The third case starts with a body that has inertia, but the two events
generated by that body are spacelike separated. Such a body would have
to take up a volume of spacetime instead of being possibly a point
particle like the timelike and lightlike bodies may have been. A
distributed body could generate events that are spacelike separated
without breaking the rule that nothing travels faster than
light. Because dtau is not zero, the ratios of E/m and P/m may
both be calculated. In the previous two examples, how much father in
spacetime the next event was known, (E/m, P/m) and (dt,
dR), respectively. The direction of the 3vector was
also known. The behavior of the bodies were determined.
Because dtau^{2} < 0, when the square root is calculated, an
imaginary unit vector is required. If there is one real number and one
imaginary number like there is for the complex numbers, there is only
one choice for the imaginary basis vector, i. In spacetime, there is
an i, a j, and a k basis vector, along with linear combinations of the
three. There is no way to choose, so no direction should be chosen
deterministically. Instead, the body with this constant inertia can
be described by some sort of probability distribution. A chance event
consistent with the probability distribution is how the direction is
chosen. The hops in spacetime for the third animation are
exactly the same size as the first, but the direction is
random. This makes the animation look like a Mexican jumping bean,
never going too far from where it just was. If the last events was in
the upper left hand corner, then the next event cannot appear in to
lower left. The body has a certain amount of inertia, and the size of
the jumps reflect the inertia.
There are two important technical comments here. First is that this
description is not about the hypothetical particle known as a tachyon,
which is proposed to move faster than the speed of light. Because the
system under study takes up a volume of spacetime (ie is not a point
particle), it is possible for such a distributed system to create two
independent events that happen to be spacelike separated. Second, the
imaginary velocity is not directly measurable, although its norm is.
This is similar to what happens for measurements in quantum
mechanics. By asserting that only the norm of the constant velocity
for spacelike events can be observed, I may dodge the problems of an
imaginary ratio of energy to mass which has logical difficulties.

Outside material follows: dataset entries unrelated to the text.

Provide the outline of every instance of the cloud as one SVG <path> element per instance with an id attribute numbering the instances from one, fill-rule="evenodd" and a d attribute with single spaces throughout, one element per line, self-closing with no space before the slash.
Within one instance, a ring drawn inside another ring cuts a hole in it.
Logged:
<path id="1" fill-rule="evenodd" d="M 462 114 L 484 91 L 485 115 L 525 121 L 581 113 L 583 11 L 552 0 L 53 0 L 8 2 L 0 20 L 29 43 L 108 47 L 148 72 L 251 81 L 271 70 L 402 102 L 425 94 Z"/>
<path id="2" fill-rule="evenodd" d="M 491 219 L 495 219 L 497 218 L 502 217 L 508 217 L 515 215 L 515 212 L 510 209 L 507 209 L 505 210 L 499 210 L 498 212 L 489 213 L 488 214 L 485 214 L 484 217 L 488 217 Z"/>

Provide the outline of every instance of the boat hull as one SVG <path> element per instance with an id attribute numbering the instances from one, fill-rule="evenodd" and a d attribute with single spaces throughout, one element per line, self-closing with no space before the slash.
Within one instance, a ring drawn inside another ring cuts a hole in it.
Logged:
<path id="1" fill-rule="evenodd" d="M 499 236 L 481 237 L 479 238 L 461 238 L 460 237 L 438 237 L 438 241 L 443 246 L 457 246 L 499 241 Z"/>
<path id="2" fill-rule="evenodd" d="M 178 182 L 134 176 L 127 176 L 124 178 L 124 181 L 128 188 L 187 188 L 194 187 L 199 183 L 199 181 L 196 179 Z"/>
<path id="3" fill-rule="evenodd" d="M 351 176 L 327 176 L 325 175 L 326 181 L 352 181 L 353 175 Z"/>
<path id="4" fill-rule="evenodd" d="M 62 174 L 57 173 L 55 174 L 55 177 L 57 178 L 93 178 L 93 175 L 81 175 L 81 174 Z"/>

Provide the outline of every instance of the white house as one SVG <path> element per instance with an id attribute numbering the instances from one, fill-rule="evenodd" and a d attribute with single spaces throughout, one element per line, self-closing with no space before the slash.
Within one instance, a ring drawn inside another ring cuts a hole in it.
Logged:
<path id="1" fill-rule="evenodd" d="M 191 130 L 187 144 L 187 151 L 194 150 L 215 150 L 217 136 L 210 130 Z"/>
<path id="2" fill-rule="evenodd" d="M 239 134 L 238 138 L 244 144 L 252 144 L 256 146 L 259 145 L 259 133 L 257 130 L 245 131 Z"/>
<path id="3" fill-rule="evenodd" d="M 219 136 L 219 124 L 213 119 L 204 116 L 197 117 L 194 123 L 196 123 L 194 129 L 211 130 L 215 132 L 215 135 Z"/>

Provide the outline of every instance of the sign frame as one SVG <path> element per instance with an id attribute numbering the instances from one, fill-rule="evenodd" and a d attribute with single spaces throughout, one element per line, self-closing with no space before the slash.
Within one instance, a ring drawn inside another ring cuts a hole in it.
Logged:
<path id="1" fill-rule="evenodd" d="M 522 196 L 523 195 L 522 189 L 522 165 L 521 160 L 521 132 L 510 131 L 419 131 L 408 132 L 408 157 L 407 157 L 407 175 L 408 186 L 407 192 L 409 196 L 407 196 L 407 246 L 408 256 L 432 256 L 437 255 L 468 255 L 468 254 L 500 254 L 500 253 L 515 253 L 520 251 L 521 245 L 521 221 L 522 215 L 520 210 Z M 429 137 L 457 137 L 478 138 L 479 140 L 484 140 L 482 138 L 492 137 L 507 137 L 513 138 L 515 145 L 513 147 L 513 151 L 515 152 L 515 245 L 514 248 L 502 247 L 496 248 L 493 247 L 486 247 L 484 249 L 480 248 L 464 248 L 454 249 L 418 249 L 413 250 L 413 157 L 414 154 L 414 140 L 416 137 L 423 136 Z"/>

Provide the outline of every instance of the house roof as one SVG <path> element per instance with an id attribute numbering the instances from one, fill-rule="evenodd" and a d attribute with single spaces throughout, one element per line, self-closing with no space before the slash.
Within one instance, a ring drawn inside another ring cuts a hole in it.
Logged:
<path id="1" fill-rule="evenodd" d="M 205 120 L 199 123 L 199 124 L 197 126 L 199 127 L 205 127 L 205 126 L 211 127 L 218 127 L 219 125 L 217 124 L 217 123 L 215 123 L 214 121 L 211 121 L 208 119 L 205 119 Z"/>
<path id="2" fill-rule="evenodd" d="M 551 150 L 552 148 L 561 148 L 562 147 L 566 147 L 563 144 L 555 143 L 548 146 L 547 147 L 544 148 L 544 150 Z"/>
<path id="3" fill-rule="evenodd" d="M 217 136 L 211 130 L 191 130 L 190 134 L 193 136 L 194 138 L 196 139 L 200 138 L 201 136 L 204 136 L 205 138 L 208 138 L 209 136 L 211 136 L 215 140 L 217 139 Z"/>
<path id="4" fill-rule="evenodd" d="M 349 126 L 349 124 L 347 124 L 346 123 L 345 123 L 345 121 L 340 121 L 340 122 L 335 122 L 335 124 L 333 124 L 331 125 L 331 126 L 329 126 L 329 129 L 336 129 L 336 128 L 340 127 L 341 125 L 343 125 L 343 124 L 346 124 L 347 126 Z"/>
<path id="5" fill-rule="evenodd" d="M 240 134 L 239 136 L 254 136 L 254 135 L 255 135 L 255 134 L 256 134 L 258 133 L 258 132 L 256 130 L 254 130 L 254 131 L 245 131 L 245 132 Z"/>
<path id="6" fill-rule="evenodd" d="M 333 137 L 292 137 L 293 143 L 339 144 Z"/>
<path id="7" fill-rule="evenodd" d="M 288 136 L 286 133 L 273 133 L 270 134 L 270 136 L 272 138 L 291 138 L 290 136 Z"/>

What is this an image of? It may be a first step toward visualizing
quantum mechanics. Such bodies have inertia, but are characterized by
probability, not determinism. The same machinery of inertia was used
to drive this animation, but the direction of the 3vector could not
be known, and that was the source of the jumping behavior. Nothing is
actually jumping. The body under question takes up a volume of
spacetime. The signals arise from different parts of that body. The
pattern of those signals may be what is studied in quantum mechanics.
Conclusions
A body with constant inertia in spacetime will broadcast its next
location a constant distance away from were it currently is. For a
body whose signals are timelike separated, the ratios of energy to
mass and momentum to mass can be calculated and used for each
subsequent step. For a body with lightlike separated events, those
ratios cannot be calculated. In a certain way, information about
particles traveling at the speed of light is more direct. For a body
that is distributed in spacetime, it is possible to generate events
about the inertia that are spacelike separated. Those events will be a
constant distance away in spacetime, but the direction is not
knowable. This may be a door into visualizing quantum mechanics.